June 13, 2019 by Dan Green

The government gives huge support to U.S. home buyers through its five federal mortgage agencies, and close to 95% of home loans are government-backed.

Many of the remaining five percent are jumbo loans — loans too large for government support — and the demarcation line between jumbo loans and non-jumbo loans depends on where you buy, and what you buy.

Lenders call these loan limits.

Loan limits are standardized across the country. When you buy a single-unit house, or condominium, or townhome, the national loan limit is $484,350.

Loans above this amount are “jumbo”.

The standards for multi-unit houses are higher:

  • 2-unit house: $620,200 loan limit
  • 3-unit house: $749,650 loan limit
  • 4-unit house: $931,600 loan limit

But, these are just baselines. Nationwide, the government has identified 220 regions where home prices are generally higher, and deserve a higher loan limit.

These regions are known as “high-cost areas” and they include cities such as San Francisco, Los Angeles, and most of California; New York City; and, Washington, D.C. and its surrounding suburbs.
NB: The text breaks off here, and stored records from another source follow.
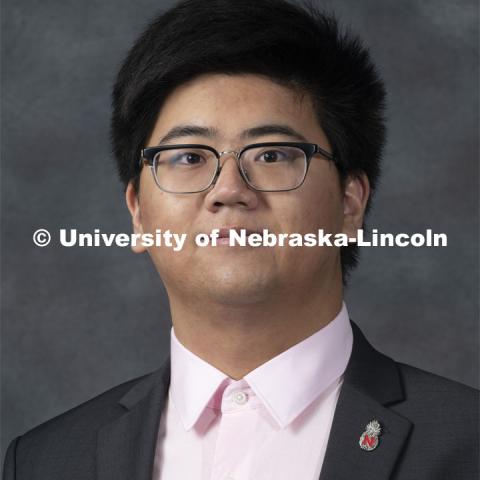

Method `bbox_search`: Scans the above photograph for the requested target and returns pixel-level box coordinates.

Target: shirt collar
[170,303,353,430]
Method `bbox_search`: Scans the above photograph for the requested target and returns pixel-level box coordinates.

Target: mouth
[218,226,260,240]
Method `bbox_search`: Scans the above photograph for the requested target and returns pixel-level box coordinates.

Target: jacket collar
[97,322,412,480]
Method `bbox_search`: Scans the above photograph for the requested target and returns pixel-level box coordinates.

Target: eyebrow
[159,124,307,145]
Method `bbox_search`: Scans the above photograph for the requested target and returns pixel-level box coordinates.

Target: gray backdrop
[1,0,478,460]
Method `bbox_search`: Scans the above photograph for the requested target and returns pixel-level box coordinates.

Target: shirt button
[233,392,248,405]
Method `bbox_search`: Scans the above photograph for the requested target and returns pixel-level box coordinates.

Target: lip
[218,225,260,239]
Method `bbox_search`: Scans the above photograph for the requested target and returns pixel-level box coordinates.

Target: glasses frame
[139,142,336,195]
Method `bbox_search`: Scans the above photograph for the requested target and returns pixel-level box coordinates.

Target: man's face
[126,74,365,305]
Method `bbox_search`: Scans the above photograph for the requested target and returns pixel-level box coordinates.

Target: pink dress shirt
[153,303,353,480]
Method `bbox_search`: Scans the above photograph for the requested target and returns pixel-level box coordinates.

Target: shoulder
[4,372,154,478]
[396,362,479,414]
[390,362,479,479]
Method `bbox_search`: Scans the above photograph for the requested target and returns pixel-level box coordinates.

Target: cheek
[281,181,343,233]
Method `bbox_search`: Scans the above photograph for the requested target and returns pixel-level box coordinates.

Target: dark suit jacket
[3,322,479,480]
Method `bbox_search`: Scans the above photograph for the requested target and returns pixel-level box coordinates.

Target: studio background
[1,0,479,458]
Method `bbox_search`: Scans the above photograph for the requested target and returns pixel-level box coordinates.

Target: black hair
[111,0,386,282]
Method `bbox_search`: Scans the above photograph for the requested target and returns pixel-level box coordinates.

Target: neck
[169,270,343,380]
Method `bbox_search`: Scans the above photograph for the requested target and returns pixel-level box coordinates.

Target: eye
[171,152,203,165]
[163,150,206,167]
[255,148,295,163]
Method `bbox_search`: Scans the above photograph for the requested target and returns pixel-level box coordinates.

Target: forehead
[147,74,326,144]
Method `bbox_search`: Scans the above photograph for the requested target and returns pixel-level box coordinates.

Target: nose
[205,151,258,212]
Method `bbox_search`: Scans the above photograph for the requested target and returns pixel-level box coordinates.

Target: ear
[342,172,370,238]
[125,182,147,253]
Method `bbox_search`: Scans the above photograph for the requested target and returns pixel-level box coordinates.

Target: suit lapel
[320,322,412,480]
[97,322,412,480]
[97,359,170,480]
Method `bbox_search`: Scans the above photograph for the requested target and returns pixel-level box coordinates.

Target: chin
[202,268,278,305]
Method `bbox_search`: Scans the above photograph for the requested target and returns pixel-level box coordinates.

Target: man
[4,0,478,480]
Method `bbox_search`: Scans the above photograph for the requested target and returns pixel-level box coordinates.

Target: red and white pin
[358,420,382,452]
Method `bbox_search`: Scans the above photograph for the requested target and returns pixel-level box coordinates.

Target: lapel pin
[358,420,382,452]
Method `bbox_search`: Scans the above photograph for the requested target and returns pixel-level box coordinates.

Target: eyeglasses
[139,142,335,194]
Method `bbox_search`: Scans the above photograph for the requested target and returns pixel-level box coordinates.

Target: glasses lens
[153,148,217,193]
[240,145,307,191]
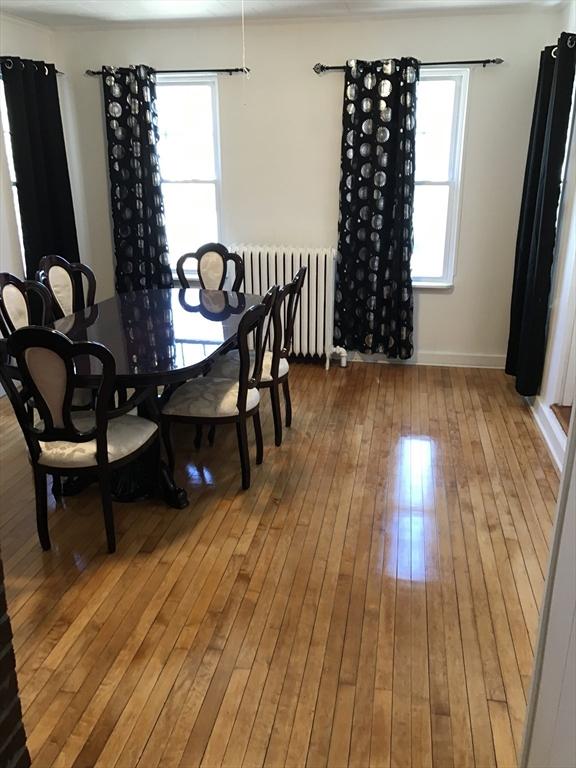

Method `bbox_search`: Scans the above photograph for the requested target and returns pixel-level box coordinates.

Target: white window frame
[412,67,470,288]
[156,72,222,282]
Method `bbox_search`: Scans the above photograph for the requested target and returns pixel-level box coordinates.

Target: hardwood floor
[0,364,558,768]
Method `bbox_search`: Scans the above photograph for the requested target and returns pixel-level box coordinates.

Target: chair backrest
[0,272,52,337]
[271,267,306,378]
[178,288,246,320]
[36,255,96,318]
[176,243,244,291]
[0,326,116,464]
[237,285,278,413]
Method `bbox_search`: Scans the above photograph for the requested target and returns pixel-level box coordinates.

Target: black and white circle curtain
[334,58,418,360]
[102,65,172,292]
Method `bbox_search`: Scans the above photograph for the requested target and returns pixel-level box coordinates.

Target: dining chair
[0,326,160,552]
[176,243,244,292]
[36,255,96,319]
[161,287,276,489]
[0,272,52,338]
[207,267,306,445]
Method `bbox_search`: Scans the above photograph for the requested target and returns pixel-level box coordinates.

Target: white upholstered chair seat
[208,350,290,382]
[162,377,260,419]
[38,413,158,469]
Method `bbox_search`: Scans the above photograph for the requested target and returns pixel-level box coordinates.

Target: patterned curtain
[334,58,418,360]
[102,65,172,292]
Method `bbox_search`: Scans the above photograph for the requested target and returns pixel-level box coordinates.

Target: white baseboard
[530,397,568,472]
[348,350,506,369]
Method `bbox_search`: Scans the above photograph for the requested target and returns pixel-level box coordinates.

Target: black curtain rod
[85,67,250,77]
[313,59,504,75]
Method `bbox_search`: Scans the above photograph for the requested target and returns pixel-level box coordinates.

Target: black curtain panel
[334,58,418,360]
[102,65,172,292]
[0,56,79,279]
[0,558,30,768]
[506,33,576,396]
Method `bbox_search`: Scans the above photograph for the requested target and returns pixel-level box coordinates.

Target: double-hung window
[156,73,220,270]
[411,67,468,287]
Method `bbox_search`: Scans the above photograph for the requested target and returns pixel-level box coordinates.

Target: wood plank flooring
[0,364,558,768]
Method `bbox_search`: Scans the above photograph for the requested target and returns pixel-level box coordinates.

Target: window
[412,67,468,286]
[156,73,220,269]
[0,79,24,264]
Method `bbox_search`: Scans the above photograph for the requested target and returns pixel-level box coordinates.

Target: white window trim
[156,72,222,285]
[412,67,470,289]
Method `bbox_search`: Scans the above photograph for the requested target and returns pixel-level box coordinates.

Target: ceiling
[0,0,565,26]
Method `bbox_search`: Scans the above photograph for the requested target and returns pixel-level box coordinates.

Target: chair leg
[252,411,264,464]
[34,467,50,550]
[270,384,282,445]
[282,379,292,427]
[160,419,175,472]
[52,475,62,501]
[99,470,116,553]
[236,417,250,490]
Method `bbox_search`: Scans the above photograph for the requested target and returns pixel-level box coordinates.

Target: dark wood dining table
[53,288,261,508]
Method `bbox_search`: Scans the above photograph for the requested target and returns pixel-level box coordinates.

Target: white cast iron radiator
[230,244,336,368]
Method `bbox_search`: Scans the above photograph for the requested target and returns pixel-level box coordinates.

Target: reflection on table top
[54,288,261,383]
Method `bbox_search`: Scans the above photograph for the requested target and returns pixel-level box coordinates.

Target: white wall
[1,10,560,365]
[520,414,576,768]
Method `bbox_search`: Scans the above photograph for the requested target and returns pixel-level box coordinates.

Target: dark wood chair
[36,255,96,319]
[208,267,306,445]
[0,272,52,338]
[161,287,277,489]
[176,243,244,292]
[0,326,160,552]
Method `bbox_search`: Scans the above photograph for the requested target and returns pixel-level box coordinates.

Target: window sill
[412,280,454,291]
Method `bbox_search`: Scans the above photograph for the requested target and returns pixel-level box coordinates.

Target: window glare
[162,182,218,266]
[415,80,456,182]
[411,184,450,279]
[411,68,468,285]
[156,80,219,268]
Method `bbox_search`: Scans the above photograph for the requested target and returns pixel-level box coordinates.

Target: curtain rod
[313,59,504,75]
[85,67,250,77]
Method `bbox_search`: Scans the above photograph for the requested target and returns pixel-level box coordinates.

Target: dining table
[53,288,261,509]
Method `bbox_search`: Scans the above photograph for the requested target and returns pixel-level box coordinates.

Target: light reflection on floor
[186,462,215,485]
[387,435,436,581]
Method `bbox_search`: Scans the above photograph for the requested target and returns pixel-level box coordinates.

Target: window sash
[412,67,469,288]
[156,72,222,270]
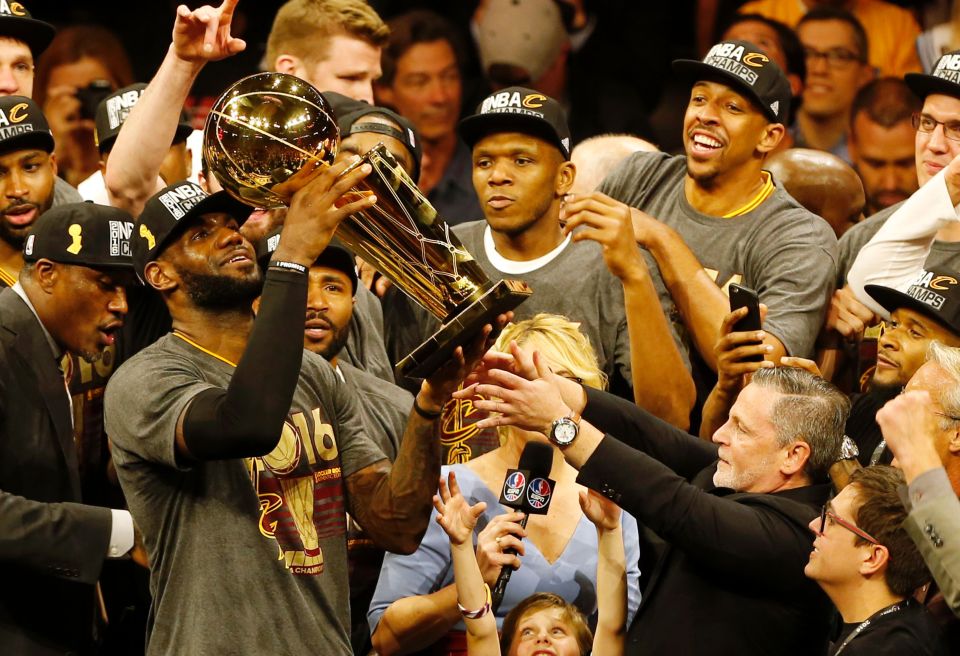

In high-cost areas, loan limits for one-unit houses, condos, and townhomes rise to $679,650; and, loan limits for multi-unit houses cross into the millions.

  • 2-unit house: $870,225 loan limit
  • 3-unit house: $1,051,875 loan limit
  • 4-unit house: $1,307,175 loan limit

No matter your loan size, your lender will help get you the right loan — jumbo or non-jumbo.